Eminencia y Reverendísimas Excelencias, queridos sacerdotes, hermanos y hermanas,
¡la paz esté con ustedes!

Les doy la bienvenida, feliz de encontrarlos al término de su Asamblea Plenaria. Saludo a Su Eminencia el cardenal Gugerotti, a los demás Superiores del Dicasterio, a los oficiales y a todos ustedes, miembros de las Agencias de la ROACO.

«Dios ama al que da con alegría» (2 Cor 9,7). Sé que para ustedes apoyar a las Iglesias orientales no es ante todo un trabajo, sino una misión ejercida en nombre del Evangelio que, como indica la palabra misma, es anuncio de alegría, que alegra ante todo el corazón de Dios, que nunca se deja vencer en generosidad. Gracias porque, junto con sus benefactores, siembran esperanza en las tierras del Oriente cristiano, nunca como ahora devastadas por las guerras, desecadas por los intereses, envuelta por un manto de odio que hace irrespirable y tóxico el aire. Ustedes son el tanque de oxígeno de las Iglesias orientales, agotadas por los conflictos. Para tantos pueblos, pobres de medios, pero ricos en fe, ustedes son una luz que brilla en las tinieblas del odio. Les ruego, con el corazón en la mano, que hagan siempre todo lo posible por ayudar a estas Iglesias, tan preciosas y probadas.

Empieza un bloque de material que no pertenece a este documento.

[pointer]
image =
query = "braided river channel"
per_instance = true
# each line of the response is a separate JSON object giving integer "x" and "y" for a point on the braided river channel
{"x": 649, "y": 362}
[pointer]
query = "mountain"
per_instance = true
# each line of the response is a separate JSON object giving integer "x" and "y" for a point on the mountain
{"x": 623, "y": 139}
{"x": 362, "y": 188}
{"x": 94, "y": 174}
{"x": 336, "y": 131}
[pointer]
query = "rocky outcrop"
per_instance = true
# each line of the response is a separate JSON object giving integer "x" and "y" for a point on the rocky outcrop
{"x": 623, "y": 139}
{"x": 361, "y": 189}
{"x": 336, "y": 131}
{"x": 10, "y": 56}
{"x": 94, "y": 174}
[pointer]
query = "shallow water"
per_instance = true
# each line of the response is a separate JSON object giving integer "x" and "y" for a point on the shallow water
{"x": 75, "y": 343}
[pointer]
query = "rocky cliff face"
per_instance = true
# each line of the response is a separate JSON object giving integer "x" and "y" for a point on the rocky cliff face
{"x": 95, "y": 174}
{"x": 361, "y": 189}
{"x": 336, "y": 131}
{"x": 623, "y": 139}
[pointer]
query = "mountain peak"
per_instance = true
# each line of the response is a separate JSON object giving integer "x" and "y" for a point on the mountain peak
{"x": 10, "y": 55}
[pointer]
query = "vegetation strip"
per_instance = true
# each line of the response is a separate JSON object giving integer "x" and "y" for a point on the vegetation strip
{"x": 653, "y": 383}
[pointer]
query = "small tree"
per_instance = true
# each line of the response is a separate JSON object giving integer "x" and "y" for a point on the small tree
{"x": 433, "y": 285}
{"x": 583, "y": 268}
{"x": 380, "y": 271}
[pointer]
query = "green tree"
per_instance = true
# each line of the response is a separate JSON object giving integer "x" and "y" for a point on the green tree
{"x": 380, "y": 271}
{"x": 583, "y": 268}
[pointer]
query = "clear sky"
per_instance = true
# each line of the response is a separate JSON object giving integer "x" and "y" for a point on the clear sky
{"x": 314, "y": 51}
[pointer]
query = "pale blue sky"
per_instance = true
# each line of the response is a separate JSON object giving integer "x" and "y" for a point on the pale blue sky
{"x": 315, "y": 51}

La historia de las Iglesias católicas orientales ha estado a menudo marcada por la violencia sufrida; lamentablemente, tampoco han faltado las opresiones y los malentendidos dentro de la propia estructura católica, incapaz de reconocer y apreciar el valor de tradiciones diferentes a la occidental. Pero hoy la violencia de la guerra parece abatirse sobre los territorios del Oriente cristiano con una vehemencia diabólica nunca antes vista. Su sesión anual también se ha visto afectada por la ausencia física de quienes deberían haber venido de Tierra Santa, pero no han podido emprender el viaje. El corazón sangra al pensar en Ucrania, en la trágica e inhumana situación de Gaza y en Oriente Medio, devastado por la propagación de la guerra. Todos nosotros, la humanidad, estamos llamados a evaluar las causas de estos conflictos, a verificar aquellas verdaderas y a tratar de superarlas, y a rechazar las falsas, fruto de simulaciones emocionales y de retórica, desenmascarándolas con decisión. La gente no puede morir a causa de las noticias falsas.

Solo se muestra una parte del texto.